Dès la deuxième échographie, le fémur d’Armand était court. Le gynécologue a d’abord suspecté une trisomie. A la réception des résultats – négatifs – il a pensé que notre fils était mal alimenté parce que je « bougeais trop ». Il m’a donc hospitalisée à sept mois de grossesse. A huit mois de grossesse, j’avais effectivement grossi, mais Armand n’avait toujours pas une taille satisfaisante. Il a donc été décidé de provoquer l’accouchement au motif qu’Armand « grandirait mieux dehors que dedans ».
Armand est donc né à 46 cm (nous il nous paraissant grand, sa sœur de taille classique faisait un cm de moins à la naissance). Tout était prêt pour qu’il soit accueilli en néonat (ce pauvre bébé sous-alimenté par sa mère hyperactive), mais surprise, il faisait aussi 500 g de plus que prévu et il a pu rester avec nous.
Ensuite, Armand a été un bébé sans soucis, mais nous voyions bien (on avait déjà une fille) qu’il fallait faire beaucoup de revers sur ses vêtements et que sommes toutes, la courbe de croissance, il refusait de s’en approcher. La pédiatre avait toujours une explication : vous n’êtes pas très grands, il a eu une gastro, c’est les dents, il a été enrhumé… Mais la différence avec les autres bébés de son âge était évidente. Il ne tenait pas assis non plus.
Un médecin que nous connaissions nous a proposé de le voir. Il dirigeait un service de mucoviscidose. Nous n’étions pas inquiets sur cette pathologie, mais il fallait savoir si Armand avait « quelque chose de grave ». Il a fait des tests et a confirmé que oui, Armand était anormalement petit et qu’il fallait chercher pourquoi. Comme par ailleurs il était en bonne santé, il nous a adressé à un endocrinologue pour voir s’il n’y avait pas un déficit en hormones de croissance.
La première journée de tests pour les hormones a été la pire de notre vie même si le personnel de l’hôpital était adorable a tout était fait pour que nous nous sentions bien. Armand devait être à jeun depuis la veille au soir et une prise de sang était faite toutes les vingt minutes, de neuf heurs du matin à quatorze heures.

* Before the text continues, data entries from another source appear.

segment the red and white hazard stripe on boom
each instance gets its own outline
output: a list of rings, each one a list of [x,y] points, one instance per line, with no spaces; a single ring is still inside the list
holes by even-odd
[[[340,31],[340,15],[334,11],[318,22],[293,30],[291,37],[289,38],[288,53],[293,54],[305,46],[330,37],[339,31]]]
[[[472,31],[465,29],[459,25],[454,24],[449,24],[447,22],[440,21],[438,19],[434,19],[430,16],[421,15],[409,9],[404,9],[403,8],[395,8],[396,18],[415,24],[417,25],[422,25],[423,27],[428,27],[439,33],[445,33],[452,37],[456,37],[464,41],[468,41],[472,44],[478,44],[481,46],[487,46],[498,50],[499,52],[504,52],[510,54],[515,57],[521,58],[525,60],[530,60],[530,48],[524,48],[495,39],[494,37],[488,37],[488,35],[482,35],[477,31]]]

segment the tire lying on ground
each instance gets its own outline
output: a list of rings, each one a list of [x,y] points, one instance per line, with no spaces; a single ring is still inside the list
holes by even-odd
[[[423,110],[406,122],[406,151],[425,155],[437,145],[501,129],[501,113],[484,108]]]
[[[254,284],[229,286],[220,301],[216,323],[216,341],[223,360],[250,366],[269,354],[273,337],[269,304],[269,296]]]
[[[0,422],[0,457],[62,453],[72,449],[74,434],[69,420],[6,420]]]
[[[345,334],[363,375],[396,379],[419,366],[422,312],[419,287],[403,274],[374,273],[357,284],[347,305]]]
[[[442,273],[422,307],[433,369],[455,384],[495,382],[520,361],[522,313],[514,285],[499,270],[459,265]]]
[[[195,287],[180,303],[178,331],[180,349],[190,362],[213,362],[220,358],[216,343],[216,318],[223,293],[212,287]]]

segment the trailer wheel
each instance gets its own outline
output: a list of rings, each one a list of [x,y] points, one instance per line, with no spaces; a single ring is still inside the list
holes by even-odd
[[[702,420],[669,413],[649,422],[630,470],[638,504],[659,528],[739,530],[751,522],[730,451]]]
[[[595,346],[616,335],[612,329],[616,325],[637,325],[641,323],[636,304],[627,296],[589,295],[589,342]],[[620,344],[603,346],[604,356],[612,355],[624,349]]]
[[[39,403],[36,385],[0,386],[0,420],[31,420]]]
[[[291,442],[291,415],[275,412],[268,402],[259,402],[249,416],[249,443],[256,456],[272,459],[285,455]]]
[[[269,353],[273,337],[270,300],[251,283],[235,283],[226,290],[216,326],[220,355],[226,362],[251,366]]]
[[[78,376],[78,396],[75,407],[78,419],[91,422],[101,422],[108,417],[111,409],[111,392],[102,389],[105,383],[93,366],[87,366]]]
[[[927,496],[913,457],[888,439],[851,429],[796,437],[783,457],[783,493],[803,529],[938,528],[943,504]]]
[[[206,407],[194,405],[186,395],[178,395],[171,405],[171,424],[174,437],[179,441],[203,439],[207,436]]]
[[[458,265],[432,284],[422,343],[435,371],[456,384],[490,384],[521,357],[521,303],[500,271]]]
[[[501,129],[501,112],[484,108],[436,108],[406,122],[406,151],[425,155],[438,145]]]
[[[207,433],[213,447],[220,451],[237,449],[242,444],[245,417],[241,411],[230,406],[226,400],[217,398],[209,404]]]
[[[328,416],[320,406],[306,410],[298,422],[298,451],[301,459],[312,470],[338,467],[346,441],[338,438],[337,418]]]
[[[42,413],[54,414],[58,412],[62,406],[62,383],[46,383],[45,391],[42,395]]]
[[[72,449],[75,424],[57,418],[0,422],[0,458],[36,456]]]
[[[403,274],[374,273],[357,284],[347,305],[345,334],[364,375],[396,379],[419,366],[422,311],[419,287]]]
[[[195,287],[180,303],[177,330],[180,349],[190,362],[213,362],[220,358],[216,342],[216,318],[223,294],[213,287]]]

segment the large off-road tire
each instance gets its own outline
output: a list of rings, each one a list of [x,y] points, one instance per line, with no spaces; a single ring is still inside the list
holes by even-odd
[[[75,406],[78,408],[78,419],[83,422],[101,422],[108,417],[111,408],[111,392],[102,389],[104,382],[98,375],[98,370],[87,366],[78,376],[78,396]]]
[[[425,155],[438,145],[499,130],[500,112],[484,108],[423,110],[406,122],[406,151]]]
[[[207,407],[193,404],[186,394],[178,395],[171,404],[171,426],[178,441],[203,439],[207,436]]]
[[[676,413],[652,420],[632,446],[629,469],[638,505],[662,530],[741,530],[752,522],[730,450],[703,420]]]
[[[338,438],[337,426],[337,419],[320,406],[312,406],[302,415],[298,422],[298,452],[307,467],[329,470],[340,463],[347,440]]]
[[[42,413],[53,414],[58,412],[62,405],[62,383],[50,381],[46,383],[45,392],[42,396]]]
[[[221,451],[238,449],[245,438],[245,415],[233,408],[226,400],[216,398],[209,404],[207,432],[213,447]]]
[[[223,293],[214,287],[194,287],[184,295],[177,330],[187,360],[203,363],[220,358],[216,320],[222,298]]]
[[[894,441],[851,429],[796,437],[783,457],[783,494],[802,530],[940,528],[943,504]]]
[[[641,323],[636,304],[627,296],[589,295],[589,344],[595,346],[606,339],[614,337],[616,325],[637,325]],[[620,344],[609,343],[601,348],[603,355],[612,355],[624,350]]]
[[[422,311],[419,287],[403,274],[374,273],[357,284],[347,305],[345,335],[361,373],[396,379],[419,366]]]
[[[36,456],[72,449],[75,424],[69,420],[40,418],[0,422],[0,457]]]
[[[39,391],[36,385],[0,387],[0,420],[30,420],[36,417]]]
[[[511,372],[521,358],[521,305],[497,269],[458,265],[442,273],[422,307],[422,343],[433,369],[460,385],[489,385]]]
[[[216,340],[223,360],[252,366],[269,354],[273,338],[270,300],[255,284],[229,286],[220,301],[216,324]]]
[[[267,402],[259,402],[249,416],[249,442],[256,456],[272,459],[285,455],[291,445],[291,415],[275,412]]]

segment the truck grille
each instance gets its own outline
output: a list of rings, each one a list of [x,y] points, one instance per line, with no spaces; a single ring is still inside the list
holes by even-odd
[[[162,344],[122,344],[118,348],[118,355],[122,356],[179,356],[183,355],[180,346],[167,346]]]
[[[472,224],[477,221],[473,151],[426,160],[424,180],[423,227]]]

L’endocrinologue constatant que le taux d’hormones de croissance étant satisfaisant est allé revoir des radiographies jugées « normales ». Je me souviens de sa phrase à l’époque que je répète aux parents qui s’inquiètent d’avoir un enfant petit « Les courbes de croissance, ce n’est pas fait pour les chiens, il y a la place pour les très grands et les très petits, si un enfant est en dehors de la norme, il faut chercher ». Et c’est lui qui a décelé une anomalie. Nous étions alors en train de déménager dans le sud, et c’est par téléphone qu’il a dû nous annoncer – avec le plus de douceur et de bienveillance possible – qu’Armand était vraisemblablement porteur d’une maladie génétique osseuse et que seule un test génétique pourrait nous indiquer laquelle.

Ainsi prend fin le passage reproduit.